Tras la rendición formal del 7 de mayo (repetida en Karlshorst, al este de Berlín, para aplacar a Stalin, que detestaba la idea de que los alemanes se hubieran rendido a los aliados occidentales en Reims, Francia), Ida recorría calles que ahora eran irreconocibles. Por todas partes había pancartas y carteles escritos con letras cirílicas; bandas de soldados vagaban a la caza de bicicletas, alfombras, relojes, cualquier cosa que les llamara la atención; había cadáveres insepultos que permanecían semanas donde estaban; calles despanzurradas que dejaban ver las vías del metro; edificios destripados y supervivientes asilvestrados que callejeaban sin tregua en busca de comida o leña. Por el momento Berlín estaba a la merced del imperio soviético, que a los efectos se la había anexionado.
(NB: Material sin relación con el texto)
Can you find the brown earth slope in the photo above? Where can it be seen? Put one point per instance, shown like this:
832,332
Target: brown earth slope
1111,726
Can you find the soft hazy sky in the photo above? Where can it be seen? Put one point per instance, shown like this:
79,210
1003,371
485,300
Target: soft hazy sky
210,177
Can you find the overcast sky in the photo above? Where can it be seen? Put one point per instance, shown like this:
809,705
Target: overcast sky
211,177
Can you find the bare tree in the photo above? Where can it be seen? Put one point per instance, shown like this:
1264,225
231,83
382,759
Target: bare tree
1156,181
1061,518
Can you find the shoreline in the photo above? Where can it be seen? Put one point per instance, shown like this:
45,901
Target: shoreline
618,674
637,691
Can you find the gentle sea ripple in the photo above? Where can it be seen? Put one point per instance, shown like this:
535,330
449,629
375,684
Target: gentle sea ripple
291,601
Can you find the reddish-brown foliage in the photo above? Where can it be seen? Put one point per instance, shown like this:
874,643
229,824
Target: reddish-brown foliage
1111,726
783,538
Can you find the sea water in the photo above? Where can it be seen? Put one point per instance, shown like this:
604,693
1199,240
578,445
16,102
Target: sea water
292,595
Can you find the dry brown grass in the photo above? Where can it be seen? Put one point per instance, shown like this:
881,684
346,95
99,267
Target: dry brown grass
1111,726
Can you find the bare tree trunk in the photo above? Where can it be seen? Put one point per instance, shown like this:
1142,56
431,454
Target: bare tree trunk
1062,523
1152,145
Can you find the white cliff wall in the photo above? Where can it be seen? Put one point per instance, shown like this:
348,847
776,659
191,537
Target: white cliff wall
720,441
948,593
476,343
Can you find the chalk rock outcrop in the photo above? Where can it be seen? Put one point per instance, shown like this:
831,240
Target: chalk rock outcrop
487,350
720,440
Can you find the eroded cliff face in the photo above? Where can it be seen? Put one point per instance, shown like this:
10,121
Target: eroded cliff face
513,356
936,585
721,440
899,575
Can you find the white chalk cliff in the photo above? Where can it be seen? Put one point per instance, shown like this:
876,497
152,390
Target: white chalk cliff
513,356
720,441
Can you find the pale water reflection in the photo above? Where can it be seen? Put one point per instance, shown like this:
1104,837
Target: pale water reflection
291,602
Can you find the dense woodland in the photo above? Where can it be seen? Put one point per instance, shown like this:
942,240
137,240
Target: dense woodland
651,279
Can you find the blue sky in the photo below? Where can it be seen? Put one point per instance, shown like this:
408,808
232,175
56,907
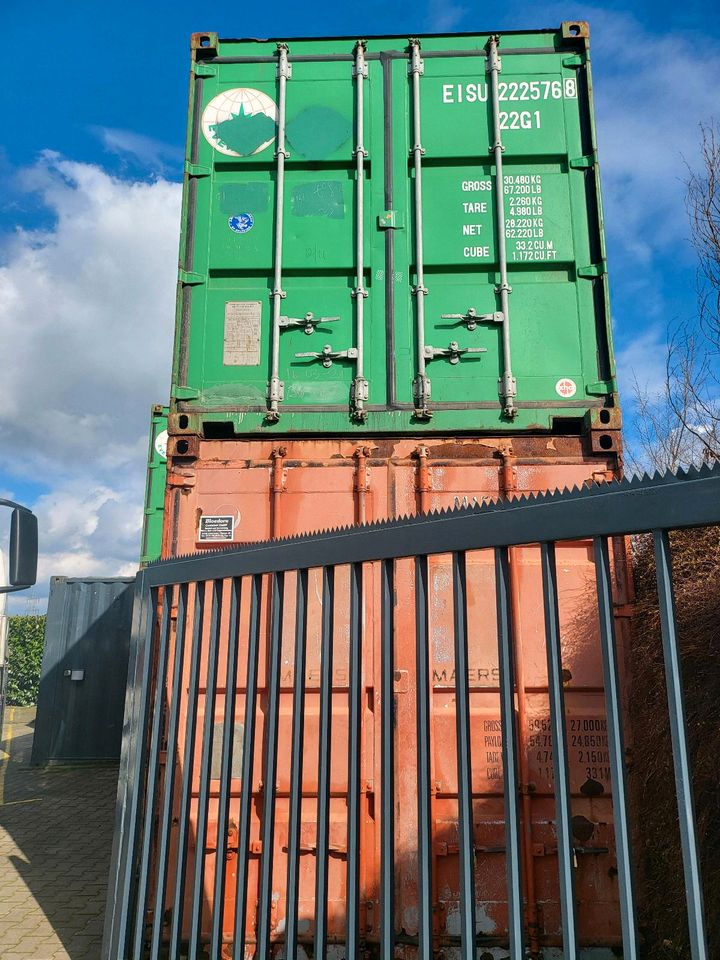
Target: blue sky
94,106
Los meses siguientes, Ida se convirtió en una de las miles de «desescombradoras» forzadas por los soviéticos a limpiar los estragos causados por las bombas (Berlín tenía la séptima parte de todos los escombros de Alemania). Despertada día tras día por las brigadas de trabajo rusas, cuyos megáfonos pregonaban el mensaje «Adelante, mujeres, adelante», Ida ocupaba su puesto en las largas cadenas de
Hausfrauen
de rostro adusto que se abrían camino entre las ruinas. Lenta pero inexorablemente avanzaban a través de las montañas de escombros, amontonando los cascotes y ladrillos en pilas transitables, limpiando las calles hasta que, milagrosamente, primero un autobús y después otros empezaron a circular de nuevo por las calles.
Pero las mujeres de Berlín pagaron un precio distinto por la pérdida de la guerra: las masivas agresiones sexuales. Si Ida fue alguna vez víctima de los predatorios soldados soviéticos, nunca habló al respecto. Habría sido una de las pocas que consiguieron eludirles. Muchos hombres del Ejército Rojo consideraban la violación de las mujeres cautivas no como un botín legítimo de guerra, sino como una venganza justificada por la sangre vertida y la crueldad sufrida en el frente oriental. La edad tampoco habría protegido a Ida, aunque teniendo más de sesenta años se habría ahorrado el destino de otras congéneres obligadas a abortar (normalmente sin anestesia) durante esos primeros seis meses solas. Agravaba su situación el hecho de que estaba completamente sola y no sabía si sus familiares habrían sobrevivido.